J Korean Soc Radiol.  2015 Sep;73(3):199-203. 10.3348/jksr.2015.73.3.199.

Primary Renal Undifferentiated Sarcoma as an Infiltrative Mass in a 12-Year-Old Boy

Affiliations
  • 1Department of Radiology and Research Institute of Radiological Science, Severance Children's Hospital, Yonsei University College of Medicine, Seoul, Korea. mjl1213@yuhs.ac
  • 2Department of Pathology, Severance Hospital, Yonsei University College of Medicine, Seoul, Korea.

Abstract

Undifferentiated sarcomas are rare tumors not classified into any sarcoma subtype. Due to their rarity, imaging findings of undifferentiated sarcomas are poorly characterized. The purpose of this report was to present imaging findings of a pathologically confirmed undifferentiated sarcoma originated from the left kidney of a 12-year-old boy. The mass was infiltrative involving the renal pelvis. It mimicked massive hilar lymphadenopathy with a preserved renal contour visible by both ultrasonography and CT. Renal vein thrombosis was also observed. Although undifferentiated sarcomas are rare, they should be considered in differential diagnosis of infiltrative renal masses with renal pelvis invasion in children.


MeSH Terms

Child*
Diagnosis, Differential
Humans
Kidney
Kidney Pelvis
Lymphatic Diseases
Male*
Renal Veins
Sarcoma*
Thrombosis
Ultrasonography

Figure

  • Fig. 1 Ultrasonography of a 12-year-old boy presented with recurrent abdominal pain and vomiting. A. Abdominal ultrasonography with longitudinal scan of the left kidney showing an ill-defined and heterogeneously hypoechoic mass (arrows) within the mid to lower pole of the kidney with a preserved renal contour. The mass seems to invade the renal hilum. It is accompanied by pelvic wall thickening (arrowhead). B. Doppler interrogation of the left kidney revealing some vascularity within the mass with much less vascularity compared to the adjacent normal renal parenchyma. C. Ultrasonography with transverse scan of the mid-abdomen just below the level of the left renal vein showing hypoechoic nodular lesions (asterisks) considered as enlarged lymph nodes in the left paraaortic area.

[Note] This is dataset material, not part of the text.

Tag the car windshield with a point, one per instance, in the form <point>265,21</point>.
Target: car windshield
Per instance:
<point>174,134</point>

  • Fig. 2 Further imaging studies of a 12-year-old boy with left renal mass. A. Abdomino-pelvic computed tomography (CT) of an axial image of the nephrographic phase at the level of the left renal hilum demonstrating an infiltrative renal mass involving the renal pelvis with low-attenuating lesions (arrows) within the expected course of the left renal vein, suggestive of venous thrombosis. B. An axial slice of CT slightly caudad to A showing an ill-defined and low attenuating lesion with heterogeneous enhancement replacing the left renal parenchyma with a preserved renal contour. A round low-attenuation lesion (arrow) between the aorta and the left renal tumor is also noted. This lesion was thought to represent metastatic lymphadenopathy at the time of diagnosis. However, it was later confirmed to be a massive renal hilar and perirenal extension of the tumor. C. Axial fusion positron emission tomography-CT scan taken on approximately the same level as B showing intense fluorodeoxyglucose uptake in both the left renal and perihilar masses.

  • Fig. 3 Microscopy demonstrating anaplastic round to polygonal tumor cells (arrows) with vesicular nuclei and prominent nucleoli (hematoxylin and eosin, original magnification × 400). The tumor cells show abundant cytoplasm and high mitotic rate.